LEE HOCHBERG: And the
inner-city infrastructure upon which low- income
people like Baker depend, doesn't exist in the older
suburbs to which they're moving. Critics say planners
should've anticipated that when they put the boundary
into place.
JERRY JOHNSON: The
huge problem is how do you serve this population?
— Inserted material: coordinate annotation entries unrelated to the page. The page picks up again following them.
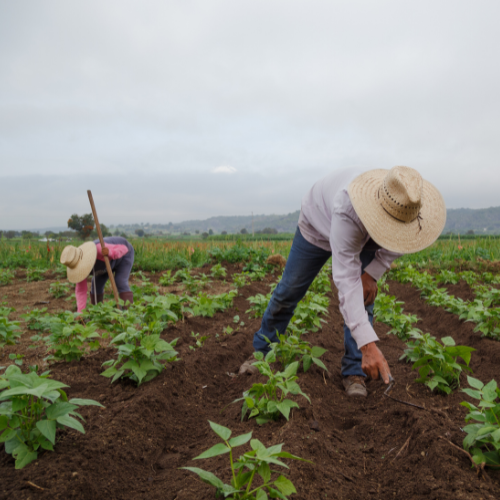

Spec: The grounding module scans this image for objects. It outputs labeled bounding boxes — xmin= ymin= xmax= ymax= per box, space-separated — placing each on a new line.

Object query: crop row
xmin=390 ymin=266 xmax=500 ymax=340
xmin=374 ymin=276 xmax=500 ymax=467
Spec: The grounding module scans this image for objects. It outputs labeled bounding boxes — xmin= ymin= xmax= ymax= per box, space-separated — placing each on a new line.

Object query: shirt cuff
xmin=351 ymin=323 xmax=379 ymax=349
xmin=365 ymin=259 xmax=387 ymax=281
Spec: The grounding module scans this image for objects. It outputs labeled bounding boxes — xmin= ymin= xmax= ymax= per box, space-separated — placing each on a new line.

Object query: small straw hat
xmin=60 ymin=241 xmax=97 ymax=283
xmin=349 ymin=167 xmax=446 ymax=253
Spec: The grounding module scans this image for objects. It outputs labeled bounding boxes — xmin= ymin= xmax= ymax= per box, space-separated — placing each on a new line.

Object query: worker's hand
xmin=360 ymin=342 xmax=391 ymax=384
xmin=361 ymin=273 xmax=378 ymax=306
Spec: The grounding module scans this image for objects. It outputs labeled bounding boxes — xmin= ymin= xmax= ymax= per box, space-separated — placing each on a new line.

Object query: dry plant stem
xmin=391 ymin=434 xmax=412 ymax=463
xmin=26 ymin=481 xmax=45 ymax=491
xmin=87 ymin=189 xmax=121 ymax=309
xmin=439 ymin=436 xmax=490 ymax=481
xmin=384 ymin=393 xmax=427 ymax=410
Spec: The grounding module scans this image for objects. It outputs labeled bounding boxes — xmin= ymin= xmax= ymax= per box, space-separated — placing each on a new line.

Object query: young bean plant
xmin=246 ymin=293 xmax=272 ymax=318
xmin=101 ymin=327 xmax=178 ymax=386
xmin=0 ymin=316 xmax=21 ymax=348
xmin=49 ymin=281 xmax=70 ymax=299
xmin=210 ymin=264 xmax=227 ymax=278
xmin=271 ymin=333 xmax=328 ymax=373
xmin=158 ymin=269 xmax=175 ymax=286
xmin=460 ymin=377 xmax=500 ymax=468
xmin=181 ymin=421 xmax=312 ymax=500
xmin=233 ymin=351 xmax=311 ymax=425
xmin=46 ymin=323 xmax=99 ymax=362
xmin=0 ymin=365 xmax=103 ymax=469
xmin=0 ymin=269 xmax=16 ymax=286
xmin=21 ymin=307 xmax=47 ymax=330
xmin=26 ymin=267 xmax=47 ymax=282
xmin=400 ymin=329 xmax=475 ymax=394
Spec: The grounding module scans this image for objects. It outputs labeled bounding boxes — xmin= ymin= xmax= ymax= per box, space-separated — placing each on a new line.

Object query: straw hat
xmin=61 ymin=241 xmax=97 ymax=283
xmin=349 ymin=167 xmax=446 ymax=253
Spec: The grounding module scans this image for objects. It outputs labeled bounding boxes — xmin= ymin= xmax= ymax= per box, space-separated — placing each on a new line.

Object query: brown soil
xmin=0 ymin=269 xmax=500 ymax=500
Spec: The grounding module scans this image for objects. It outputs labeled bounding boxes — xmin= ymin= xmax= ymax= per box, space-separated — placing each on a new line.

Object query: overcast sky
xmin=0 ymin=0 xmax=500 ymax=229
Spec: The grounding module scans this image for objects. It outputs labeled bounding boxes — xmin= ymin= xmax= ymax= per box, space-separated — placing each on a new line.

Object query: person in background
xmin=60 ymin=236 xmax=134 ymax=312
xmin=239 ymin=167 xmax=446 ymax=396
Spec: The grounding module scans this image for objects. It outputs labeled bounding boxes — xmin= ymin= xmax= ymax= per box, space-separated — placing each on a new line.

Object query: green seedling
xmin=210 ymin=264 xmax=227 ymax=278
xmin=233 ymin=351 xmax=311 ymax=425
xmin=158 ymin=270 xmax=175 ymax=286
xmin=400 ymin=329 xmax=475 ymax=394
xmin=460 ymin=377 xmax=500 ymax=468
xmin=245 ymin=293 xmax=272 ymax=318
xmin=181 ymin=421 xmax=312 ymax=500
xmin=101 ymin=327 xmax=178 ymax=386
xmin=290 ymin=292 xmax=330 ymax=332
xmin=174 ymin=269 xmax=192 ymax=283
xmin=21 ymin=307 xmax=47 ymax=330
xmin=0 ymin=365 xmax=104 ymax=469
xmin=188 ymin=290 xmax=238 ymax=318
xmin=0 ymin=269 xmax=16 ymax=286
xmin=233 ymin=273 xmax=250 ymax=288
xmin=222 ymin=325 xmax=234 ymax=335
xmin=0 ymin=306 xmax=16 ymax=318
xmin=0 ymin=316 xmax=21 ymax=348
xmin=373 ymin=293 xmax=418 ymax=342
xmin=271 ymin=332 xmax=328 ymax=372
xmin=9 ymin=352 xmax=24 ymax=366
xmin=46 ymin=322 xmax=99 ymax=362
xmin=189 ymin=332 xmax=208 ymax=351
xmin=436 ymin=269 xmax=460 ymax=285
xmin=26 ymin=267 xmax=47 ymax=282
xmin=49 ymin=281 xmax=70 ymax=299
xmin=309 ymin=269 xmax=332 ymax=294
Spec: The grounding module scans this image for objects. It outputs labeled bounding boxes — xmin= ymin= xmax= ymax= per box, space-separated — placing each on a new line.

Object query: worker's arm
xmin=96 ymin=243 xmax=128 ymax=261
xmin=330 ymin=209 xmax=390 ymax=383
xmin=75 ymin=278 xmax=88 ymax=312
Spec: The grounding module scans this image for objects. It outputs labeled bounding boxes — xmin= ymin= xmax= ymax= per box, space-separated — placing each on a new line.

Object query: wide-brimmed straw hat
xmin=60 ymin=241 xmax=97 ymax=283
xmin=349 ymin=167 xmax=446 ymax=253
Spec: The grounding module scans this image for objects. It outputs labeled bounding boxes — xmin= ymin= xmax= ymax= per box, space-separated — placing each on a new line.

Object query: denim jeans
xmin=253 ymin=228 xmax=375 ymax=377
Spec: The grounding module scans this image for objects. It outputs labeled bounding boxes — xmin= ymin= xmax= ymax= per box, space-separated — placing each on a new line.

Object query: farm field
xmin=0 ymin=240 xmax=500 ymax=500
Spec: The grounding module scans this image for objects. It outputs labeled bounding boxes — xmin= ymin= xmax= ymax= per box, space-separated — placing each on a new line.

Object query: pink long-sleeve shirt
xmin=75 ymin=243 xmax=128 ymax=312
xmin=299 ymin=168 xmax=402 ymax=348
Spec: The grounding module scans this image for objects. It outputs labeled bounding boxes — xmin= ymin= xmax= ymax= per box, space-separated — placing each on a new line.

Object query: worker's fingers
xmin=380 ymin=359 xmax=391 ymax=384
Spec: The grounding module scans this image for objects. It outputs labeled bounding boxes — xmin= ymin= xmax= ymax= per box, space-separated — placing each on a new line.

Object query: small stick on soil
xmin=391 ymin=434 xmax=412 ymax=463
xmin=439 ymin=436 xmax=490 ymax=481
xmin=384 ymin=393 xmax=427 ymax=410
xmin=26 ymin=481 xmax=45 ymax=491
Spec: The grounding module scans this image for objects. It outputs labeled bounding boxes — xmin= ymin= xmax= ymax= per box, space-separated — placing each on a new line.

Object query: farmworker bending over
xmin=61 ymin=236 xmax=134 ymax=312
xmin=240 ymin=167 xmax=446 ymax=396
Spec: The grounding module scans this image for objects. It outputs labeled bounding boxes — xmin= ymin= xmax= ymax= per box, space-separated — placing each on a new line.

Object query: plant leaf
xmin=193 ymin=443 xmax=231 ymax=460
xmin=274 ymin=476 xmax=297 ymax=495
xmin=36 ymin=420 xmax=56 ymax=444
xmin=56 ymin=415 xmax=85 ymax=434
xmin=229 ymin=432 xmax=252 ymax=448
xmin=208 ymin=420 xmax=231 ymax=441
xmin=181 ymin=467 xmax=224 ymax=489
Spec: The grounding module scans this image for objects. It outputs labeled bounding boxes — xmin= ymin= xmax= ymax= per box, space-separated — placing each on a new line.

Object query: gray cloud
xmin=0 ymin=0 xmax=500 ymax=228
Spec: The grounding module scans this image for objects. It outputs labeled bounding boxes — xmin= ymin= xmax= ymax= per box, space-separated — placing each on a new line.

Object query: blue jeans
xmin=253 ymin=228 xmax=375 ymax=377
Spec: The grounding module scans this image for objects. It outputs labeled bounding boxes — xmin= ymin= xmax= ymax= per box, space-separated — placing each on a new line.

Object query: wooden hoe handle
xmin=87 ymin=189 xmax=121 ymax=309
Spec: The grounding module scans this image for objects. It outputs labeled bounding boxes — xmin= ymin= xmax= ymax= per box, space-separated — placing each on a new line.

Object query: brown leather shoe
xmin=90 ymin=293 xmax=104 ymax=305
xmin=118 ymin=292 xmax=134 ymax=304
xmin=238 ymin=354 xmax=259 ymax=375
xmin=342 ymin=375 xmax=368 ymax=397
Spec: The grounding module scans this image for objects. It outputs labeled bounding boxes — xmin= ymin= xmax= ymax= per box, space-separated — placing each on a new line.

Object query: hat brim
xmin=348 ymin=169 xmax=446 ymax=253
xmin=66 ymin=241 xmax=97 ymax=283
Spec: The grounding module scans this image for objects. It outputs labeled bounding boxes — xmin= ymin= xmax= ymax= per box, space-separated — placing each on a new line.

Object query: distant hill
xmin=443 ymin=207 xmax=500 ymax=234
xmin=111 ymin=207 xmax=500 ymax=234
xmin=111 ymin=210 xmax=300 ymax=234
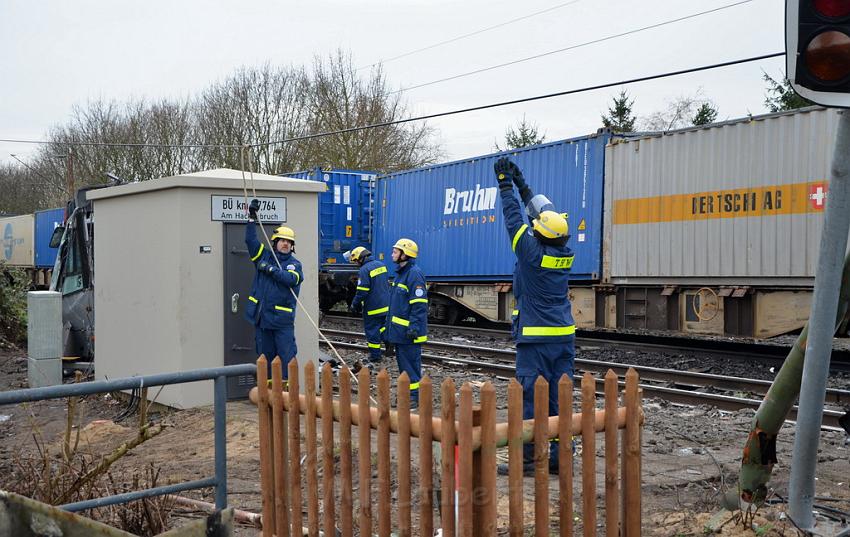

They're no longer concentrated, they're very difficult
to serve. And, you know, they don't line up very well
for transit now, in a ring around the metropolitan
area that's roughly three miles out of the center.
LEE HOCHBERG: But
policy analysts say it's unfair to blame all of the
price increases on the growth boundary. Ethan Seltzer
directs Portland state university's institute of
Portland metropolitan studies.
ETHAN SELTZER, Land
Use Analyst: The price increases that we've seen here
have not been out of bounds, compared to price
increases that have been seen in places like salt lake
city. The growth across the west has been affecting
prices dramatically in every metropolitan area.
LEE HOCHBERG: And
political leaders accuse developers of demagoguing the
issue to erode support for the boundary. Mike Burton
heads the Portland- area regional government. He says
there are still 35,000 vacant acres inside the
boundary-- enough for a 20-year supply of new homes--
but they're just not the most profitable parcels for
builders to build upon.
MIKE BURTON, Portland
Area Regional Government: Those folks have built
subdivisions and malls, and want to do them easy,
cheap, and they're trying to make as much money right
now as they possibly can before the market begins to
flatten out.
LEE HOCHBERG: Faced
with the booming economy and the boundary, political
leaders are looking for ways to maintain the area's
noted livability. The government of suburban
Washington county now requires the giant chip-maker
Intel, the state's large manufacturer and an employer
of 11,000 in the county alone, to pay a fee if it
hires too many employees. For every manufacturing job
beyond 5,000 it adds in the next 15 years, it will owe
the county $1,000. County chairman Tom Brian.
TOM BRIAN, Washington
County Chairman: It's not jobs at any price. You know,
we want to encourage business, we've very pro-
business, we're just also pro- balance, pro-quality of
life. And that's really the message.
LEE HOCHBERG: Critics
blame the growth boundary for prompting such
disincentives to hiring, at a time when Portland still
has a 4% unemployment rate.
JERRY
JOHNSON: So we sort of get these perverse incentives
for an employer not to hire people, which is actually
what best serves the metropolitan area.
LEE HOCHBERG: For all
of its unintended results, Oregon leaders say the
boundary's opponents haven't come up with anything
better to keep sprawl out of the state's cherished
countryside.
ETHAN SELTZER: What
these guys are doing, essentially, is trying to
maintain the status quo of "let 'er rip"
development. And "let 'er rip" development
is not serving the needs that communities today have.
MIKE BURTON, Portland
Area Regional Government: Look at places that are now
having booms, like Colorado, where they're all... You
know, the sprawl issue in Colorado/Denver area has
businesses announcing to the government, "we may
move," as they did in Atlanta, "because the
quality of life here isn't any good." And here,
we have businesses paying to stay.
LEE
HOCHBERG: Such viewpoints are likely to be front and
center, as growth issues play a role in national as
well as state and local elections this fall.